But if you're willing to forgive this conceit, it's a good adventure story, with plenty of pitched battles, a few battles won by stealth, and a plausible depiction of how a society without government might defend itself. Unfortunately, we can't tell whether it would work if they couldn't count on the constant attention of a superior general. Harald is alway monitoring developments, and imagining what his old enemies might do if they were to decide to attack again.

There are plenty of incidents showing people making choices freely, and bearing the consequences of their choices. No government intervention, except among the citizens of the emperor. Even those who live under kings seem to be allowed to live their own lives, and choose to accept the protection of the local ruler as long as it's worth the cost.

In this society, women are warriors on a par with men, though they maintain their own separate force ("The Order"), and join the battle only when their leaders decide that their interests are at stake. The conflict starts when the young king tries to take control of The Order to ensure that they will help him if the empire attacks. If Harald hadn't stepped in, the king would have ended up with a rebellion, cutting his forces rather than augmenting them. Harald shows him that persuasion works better than force.

Sunday, November 05, 2006

John Scalzi, The Ghost Brigades

John Scalzi's The Ghost Brigades is likely to be a strong candidate for this year's Prometheus award. It may be the best I've read so far. (Since the competition includes Vinge, a past winner, and Stross, a past nominee, that's an achievement.)

Humankind is one of many species competing for living space around the galaxy. There's a little cooperation, and a lot of war. Our government is keeping most of the population in the dark about who our friends and enemies are, and how we're fighting them. Our best weapon is an army of vat-grown, genetically enhanced soldiers who are effectively brainwashed slave labor.

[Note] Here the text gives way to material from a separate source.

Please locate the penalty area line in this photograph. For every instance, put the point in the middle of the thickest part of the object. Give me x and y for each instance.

The conflict arises when Charles Boutin, the genius scientist who has helped develop the technologies, becomes convinced that the government was careless about protecting his wife and daughter, and in his grief, lends his assistance to some of humanity's enemies. In order to help track him down, his memory backup is loaded into the mind of Jared Dirac, a custom-designed soldier. Since the mind transplant doesn't take at first, Dirac develops his own personality, with idiosyncratic quirks and abilities. This isn't on the program for the enhanced soldiers, which results in a lot of trouble.

Many of the tropes of near-future technological enhancements are on display here: mind melding soldiers, nano-suits that protect the wearer from minor injury, instant access to information. Scalzi does a decent job of merging them into a plausible society: Dirac is as likely to use his tools and skills while joking around with his buddies as he does in battle.

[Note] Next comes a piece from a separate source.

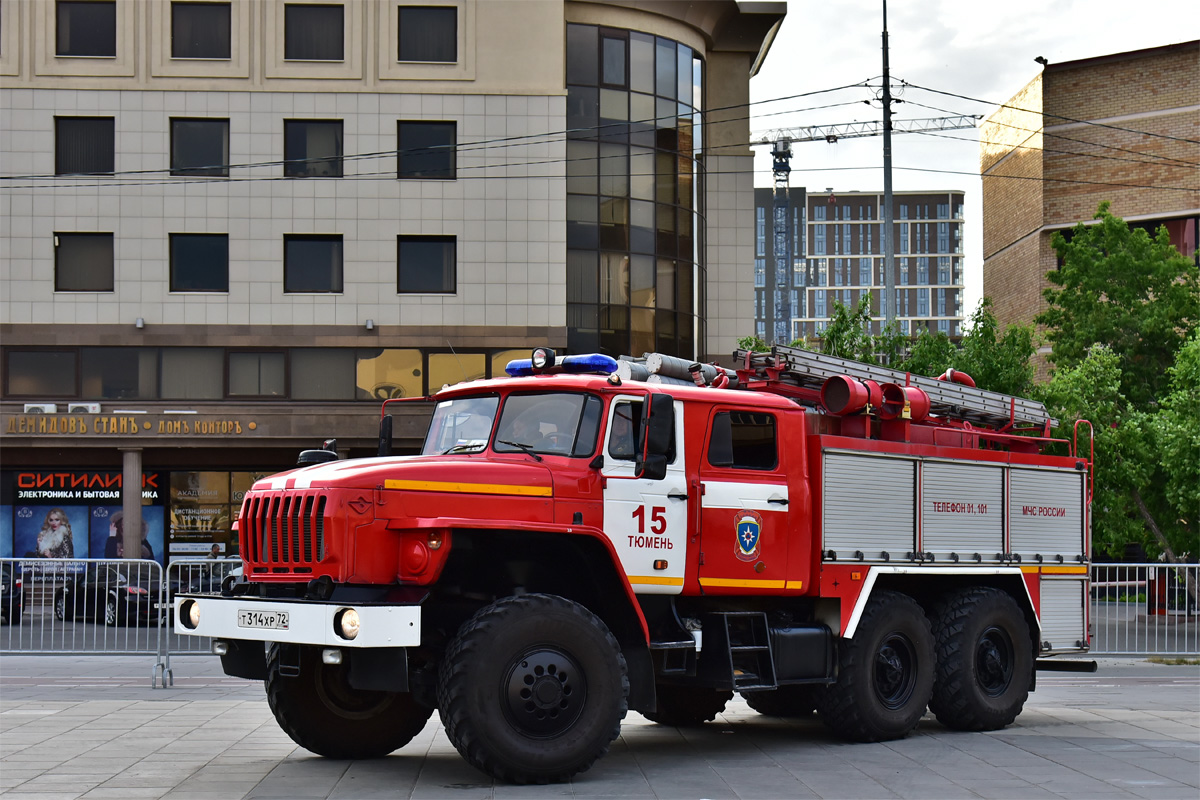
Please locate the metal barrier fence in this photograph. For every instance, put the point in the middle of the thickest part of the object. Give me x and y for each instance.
(1144, 609)
(102, 606)
(124, 607)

The deeper issues include Dirac and the other soldier's ability to make choices and control their own fate, the moral issues surrounding combatants and bystanders in war, and the morality of allowing population pressures to force the choice of going to war. Scalzi lets Dirac and his fellow soldiers explore the issues without forcing particular answers on them or us.

I liked the answers Dirac came up with better than those Ken Chinran came up with in Michael Williamson's The Weapon. Chinran was a nearly omnipotent military force on his own. He accepted his assignments without question, carried them out as best he could and worried about ethics after the fighting was done. Chinran sometimes made morally doubtful tactical choices in the heat of battle that undermined his strategic objectives, and ended up several time regretting his choices. But he never learned to make better choices in battle.

Dirac considers the possibilities as he proceeds, and limits his tactical choices to behaviors he has already decided are morally acceptable acts of war. In one incident, Dirac and his squad are tasked with abducting the immature heir to the throne of one of humanity's enemies, the Eneshan. The squad recognizes that the morality is questionable. Some members, while willing to participate in the raid, ask to be left out of the dirty work, so the squad leader asks for volunteers. Dirac recognizes it as dirty, but accepts the necessity in a time of war. The important point for the story is that Dirac and his companions are making moral choices, even though they weren't given any choice about being soldiers.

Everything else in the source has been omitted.